21:07gfxstrand[d]: Ugh... Earlier writes are fine and they also use ur76/77/78
21:08gfxstrand[d]: I've got nothin'
21:08gfxstrand[d]: I'm going home
21:24karolherbst[d]: gfxstrand[d]: yeah
21:24karolherbst[d]: I'm sure if nobody else will figure those out, I'll have to to make coop matrix go brrr 🙃
21:26gfxstrand[d]: There's a LOT of stupid we could get rid of before we worry about new instruction forms. SO MANY MOVS!
21:27karolherbst[d]: there is a patch for that
21:27karolherbst[d]: https://gitlab.freedesktop.org/karolherbst/mesa/-/commit/5e1e925cc6b71464375723206069a05f3908bd02
21:27karolherbst[d]: that should get rid of most of them
21:32dontreckonthese: it's weird to think that some person was conspired so bad against through gangsters that could not get over the line with simplest surgery known to all medical staffs in the orthopedics world. Where as others are pimped into whatever wished from a man to woman if needed etc. Feel lucky once in the worlds history that i do not charge you.
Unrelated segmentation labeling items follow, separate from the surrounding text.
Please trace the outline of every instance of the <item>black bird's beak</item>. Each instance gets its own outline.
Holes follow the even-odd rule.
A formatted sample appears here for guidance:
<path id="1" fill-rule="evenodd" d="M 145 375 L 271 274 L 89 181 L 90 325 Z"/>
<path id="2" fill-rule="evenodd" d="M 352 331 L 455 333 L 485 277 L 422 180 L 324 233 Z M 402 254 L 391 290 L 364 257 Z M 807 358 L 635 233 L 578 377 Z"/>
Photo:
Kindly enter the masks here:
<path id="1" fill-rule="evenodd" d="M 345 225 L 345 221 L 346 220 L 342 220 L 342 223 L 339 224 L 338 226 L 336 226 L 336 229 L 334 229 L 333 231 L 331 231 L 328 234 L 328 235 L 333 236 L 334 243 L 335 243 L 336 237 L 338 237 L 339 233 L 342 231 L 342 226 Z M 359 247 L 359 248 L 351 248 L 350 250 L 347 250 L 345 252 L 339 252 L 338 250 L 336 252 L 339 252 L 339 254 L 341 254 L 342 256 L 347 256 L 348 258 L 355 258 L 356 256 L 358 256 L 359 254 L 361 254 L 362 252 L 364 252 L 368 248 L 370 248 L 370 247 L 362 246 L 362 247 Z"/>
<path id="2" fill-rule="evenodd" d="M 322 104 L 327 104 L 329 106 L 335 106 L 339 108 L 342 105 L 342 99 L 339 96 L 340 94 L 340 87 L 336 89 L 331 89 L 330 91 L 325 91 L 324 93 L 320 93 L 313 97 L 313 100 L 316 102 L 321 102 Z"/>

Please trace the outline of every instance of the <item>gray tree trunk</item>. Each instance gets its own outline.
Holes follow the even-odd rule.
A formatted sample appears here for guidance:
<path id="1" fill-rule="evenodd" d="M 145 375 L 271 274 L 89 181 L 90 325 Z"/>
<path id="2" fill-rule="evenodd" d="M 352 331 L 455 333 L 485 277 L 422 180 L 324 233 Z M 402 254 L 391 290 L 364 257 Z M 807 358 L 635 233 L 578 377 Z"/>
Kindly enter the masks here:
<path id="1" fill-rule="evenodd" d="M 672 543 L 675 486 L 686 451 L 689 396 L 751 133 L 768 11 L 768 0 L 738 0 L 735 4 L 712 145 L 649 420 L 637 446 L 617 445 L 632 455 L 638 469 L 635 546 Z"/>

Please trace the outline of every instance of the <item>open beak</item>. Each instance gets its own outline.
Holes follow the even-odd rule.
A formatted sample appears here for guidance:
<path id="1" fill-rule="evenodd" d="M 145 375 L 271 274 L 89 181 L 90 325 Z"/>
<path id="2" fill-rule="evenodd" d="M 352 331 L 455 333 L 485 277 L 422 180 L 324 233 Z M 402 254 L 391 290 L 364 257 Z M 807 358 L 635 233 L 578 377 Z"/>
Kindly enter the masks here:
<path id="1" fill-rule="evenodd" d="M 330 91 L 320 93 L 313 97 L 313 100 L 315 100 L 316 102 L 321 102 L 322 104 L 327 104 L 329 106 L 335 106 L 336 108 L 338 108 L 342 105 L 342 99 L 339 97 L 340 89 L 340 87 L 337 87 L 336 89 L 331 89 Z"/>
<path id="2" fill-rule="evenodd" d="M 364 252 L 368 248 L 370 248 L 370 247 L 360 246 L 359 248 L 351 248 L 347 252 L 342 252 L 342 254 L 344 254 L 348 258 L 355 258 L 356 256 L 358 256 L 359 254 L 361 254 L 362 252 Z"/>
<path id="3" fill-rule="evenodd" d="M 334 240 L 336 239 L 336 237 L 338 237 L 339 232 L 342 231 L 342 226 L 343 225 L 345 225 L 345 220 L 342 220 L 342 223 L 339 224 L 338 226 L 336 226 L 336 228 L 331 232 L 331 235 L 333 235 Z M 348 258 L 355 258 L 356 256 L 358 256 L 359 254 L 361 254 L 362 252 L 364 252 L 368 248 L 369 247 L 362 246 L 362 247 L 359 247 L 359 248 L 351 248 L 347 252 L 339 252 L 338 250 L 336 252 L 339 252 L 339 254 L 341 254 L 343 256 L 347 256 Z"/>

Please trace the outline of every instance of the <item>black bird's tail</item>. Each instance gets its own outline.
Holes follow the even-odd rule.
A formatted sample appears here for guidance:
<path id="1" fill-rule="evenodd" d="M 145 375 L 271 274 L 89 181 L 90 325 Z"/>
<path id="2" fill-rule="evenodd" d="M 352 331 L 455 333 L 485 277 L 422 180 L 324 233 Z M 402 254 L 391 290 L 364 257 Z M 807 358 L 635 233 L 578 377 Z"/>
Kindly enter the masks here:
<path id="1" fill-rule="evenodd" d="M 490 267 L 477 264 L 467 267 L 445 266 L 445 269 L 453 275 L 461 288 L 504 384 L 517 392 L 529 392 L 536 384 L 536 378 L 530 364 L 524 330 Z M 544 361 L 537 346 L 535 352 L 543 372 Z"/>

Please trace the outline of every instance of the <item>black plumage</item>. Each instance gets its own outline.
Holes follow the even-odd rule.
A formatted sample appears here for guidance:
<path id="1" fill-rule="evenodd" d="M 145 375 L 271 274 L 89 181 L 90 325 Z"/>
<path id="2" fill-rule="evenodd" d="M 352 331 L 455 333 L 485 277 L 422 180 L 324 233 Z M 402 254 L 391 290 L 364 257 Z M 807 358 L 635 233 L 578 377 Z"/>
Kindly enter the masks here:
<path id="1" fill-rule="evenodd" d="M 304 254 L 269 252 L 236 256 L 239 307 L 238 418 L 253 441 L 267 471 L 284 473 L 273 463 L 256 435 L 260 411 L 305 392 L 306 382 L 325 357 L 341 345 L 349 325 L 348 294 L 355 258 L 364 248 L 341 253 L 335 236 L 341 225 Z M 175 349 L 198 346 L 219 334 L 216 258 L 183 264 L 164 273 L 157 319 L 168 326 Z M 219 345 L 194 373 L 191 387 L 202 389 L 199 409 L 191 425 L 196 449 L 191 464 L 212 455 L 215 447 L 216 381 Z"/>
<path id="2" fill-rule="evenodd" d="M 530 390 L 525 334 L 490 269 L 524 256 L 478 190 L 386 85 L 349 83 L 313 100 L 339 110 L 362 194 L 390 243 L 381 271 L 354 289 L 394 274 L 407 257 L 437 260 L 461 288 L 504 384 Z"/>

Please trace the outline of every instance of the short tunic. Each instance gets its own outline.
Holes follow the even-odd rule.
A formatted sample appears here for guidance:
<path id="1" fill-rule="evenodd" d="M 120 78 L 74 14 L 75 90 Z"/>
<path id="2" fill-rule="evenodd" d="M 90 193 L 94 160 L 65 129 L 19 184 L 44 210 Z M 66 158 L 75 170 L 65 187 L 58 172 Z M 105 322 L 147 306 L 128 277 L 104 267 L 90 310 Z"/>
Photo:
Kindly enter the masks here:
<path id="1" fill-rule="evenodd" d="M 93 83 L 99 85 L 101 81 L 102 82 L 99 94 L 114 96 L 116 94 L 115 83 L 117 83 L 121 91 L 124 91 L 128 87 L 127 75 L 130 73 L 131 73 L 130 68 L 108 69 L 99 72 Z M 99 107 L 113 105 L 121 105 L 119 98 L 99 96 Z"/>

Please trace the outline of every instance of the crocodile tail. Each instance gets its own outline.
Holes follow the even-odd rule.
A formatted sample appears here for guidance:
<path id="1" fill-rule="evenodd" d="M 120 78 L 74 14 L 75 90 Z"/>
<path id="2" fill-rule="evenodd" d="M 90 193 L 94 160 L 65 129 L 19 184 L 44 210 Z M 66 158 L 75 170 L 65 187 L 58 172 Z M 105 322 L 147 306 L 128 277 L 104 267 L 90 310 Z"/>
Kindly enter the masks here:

It's also weird that why would one reject any
21:32dontreckonthese: relations to his past love if one was not bitten all the aproaches except once in favor of other bums in 2.5 years time and even that single time succeeded resulted in rapist fame , jesus christ are you so mad or what?
21:41airlied[d]: gfxstrand[d]: by the end of my branch I had proper ureg address calcs working, but need to probably do more validaion
22:03gfxstrand[d]: I've got most of your patches in a big squash. I'm picking things out and cleaning them up as it makes sense to do so.
22:05airlied[d]: the address work is not in the blackwell stuff, it's in the coop mat fun
22:06airlied[d]: not sure I've got enough spite to make gh100 work with the limitations it has
22:11mhenning[d]: karolherbst[d]: I'm not a big fan of the "One big change is to ignore phi webs for vectors." part of this. I tried that when I was writing the phi web code and it made things worse on average for shaderdb (although it did improve some shaders)
22:11karolherbst[d]: yeah... I didn't dig into the details of the patch
22:12mhenning[d]: I've been hacking a little at vector RA heuristics this week, still have more ideas to try out
22:12karolherbst[d]: however, there is a giant issue with movs around vectors, and if there are better solutions for it, then great
22:12karolherbst[d]: cool
22:12mhenning[d]: yeah, we definitely need improvement, I just think that some of the details of that patch are a little too naive
22:12karolherbst[d]: it's just that getting rid of those movs gives +20% perf in coop benchmarks 🙃
22:13karolherbst[d]: yeah.. possibly
22:14airlied[d]: arrgh getting illegal red encoding on an int, but disasm is fine
23:58gfxstrand[d]: Doing a full run to level set again. It'll probably die in an hour or two. As long as nothing catches fire, I don't care.